Posttrial (Civil) Quality Control
The physician who concludes that misleading expert testimony caused him harm is in a legal situation very similar to the physician who feels harmed by a frivolous malpractice lawsuit. An unemotional appraisal of the costs and benefits associated with taking these types of cases to court virtually always results in a physician deciding not to pursue the case.
First of all, the physician has just survived the very unpleasant experience of being sued, and pursuing the opposing council's expert means that the physician is now back in court talking about the same case in front of a lay jury. If the physician won the malpractice case, or if it was settled or dropped, it may be difficult to convince this new jury that the alleged perjury was important to the outcome of the case. The system worked, the case is over, and perhaps the jury will see it as sour grapes that the physician is in court attacking this expert witness. Even if the malpractice case was lost, the defense can claim that the perjured testimony was unimportant or was a result of honest confusion.
Financial considerations are often a further major barrier to pursuing a perjury case in civil court. Unlike a criminal prosecution of perjury, the state is not paying for your civil case. Furthermore, your malpractice insurance carrier is no longer paying your legal costs, and unlike the situation in the malpractice case against you, it is very unlikely that there is enough money in play in your case against the expert for you to find a lawyer willing to work on a contingency fee basis. Therefore, you are paying out of pocket for both your attorney's hourly fees and any additional legal costs, and even if you win the case, there is the danger that any financial damages awarded by the jury will be too low to cover these costs and attorney's fees. In some states, such as New Mexico, if you win you may be able to convince the trial judge to compel the defendant to pay your costs, but you have no opportunity to recover your attorney's fees. Finally, you also have to be aware that if you were to lose the civil case, not only are you out your time, your legal costs, and your attorney's fees, but in a worst-case scenario, you could be assessed the defense's legal costs.

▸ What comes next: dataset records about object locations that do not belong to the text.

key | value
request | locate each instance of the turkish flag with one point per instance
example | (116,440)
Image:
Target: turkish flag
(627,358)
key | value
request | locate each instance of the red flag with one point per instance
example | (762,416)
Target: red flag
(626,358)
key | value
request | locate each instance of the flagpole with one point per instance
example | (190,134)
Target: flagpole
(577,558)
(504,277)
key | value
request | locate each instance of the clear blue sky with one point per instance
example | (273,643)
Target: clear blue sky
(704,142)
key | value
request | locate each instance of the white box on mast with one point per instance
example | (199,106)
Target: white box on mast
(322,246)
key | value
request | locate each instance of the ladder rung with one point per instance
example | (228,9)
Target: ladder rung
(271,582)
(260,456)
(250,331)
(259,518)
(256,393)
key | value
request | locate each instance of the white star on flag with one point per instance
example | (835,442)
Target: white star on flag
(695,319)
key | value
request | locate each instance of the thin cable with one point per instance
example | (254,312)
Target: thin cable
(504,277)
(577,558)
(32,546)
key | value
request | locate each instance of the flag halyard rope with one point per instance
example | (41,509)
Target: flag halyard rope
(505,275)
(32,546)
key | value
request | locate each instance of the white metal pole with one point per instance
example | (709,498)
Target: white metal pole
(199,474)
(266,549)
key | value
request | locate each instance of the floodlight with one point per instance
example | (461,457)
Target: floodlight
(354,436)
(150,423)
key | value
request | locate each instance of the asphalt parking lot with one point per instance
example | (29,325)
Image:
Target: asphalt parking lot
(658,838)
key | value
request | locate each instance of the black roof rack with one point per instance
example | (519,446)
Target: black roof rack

WHAT CONSTITUTES ACCEPTABLE COURTROOM BEHAVIOR BY AN EXPERT?
A court of law operates within a culture that is entirely different from that found in a patient care setting. Consequently, I think that behavior that physicians would consider unacceptable in a clinical setting can occasionally be accepted and even admired in the courtroom.39,40 In fact, because medical experts provide scientific opinions in a setting where oversight, incentives, and objectives differ from those encountered in clinical medicine, it is not surprising that courtroom testimony might sometimes differ from opinions offered in a clinical setting.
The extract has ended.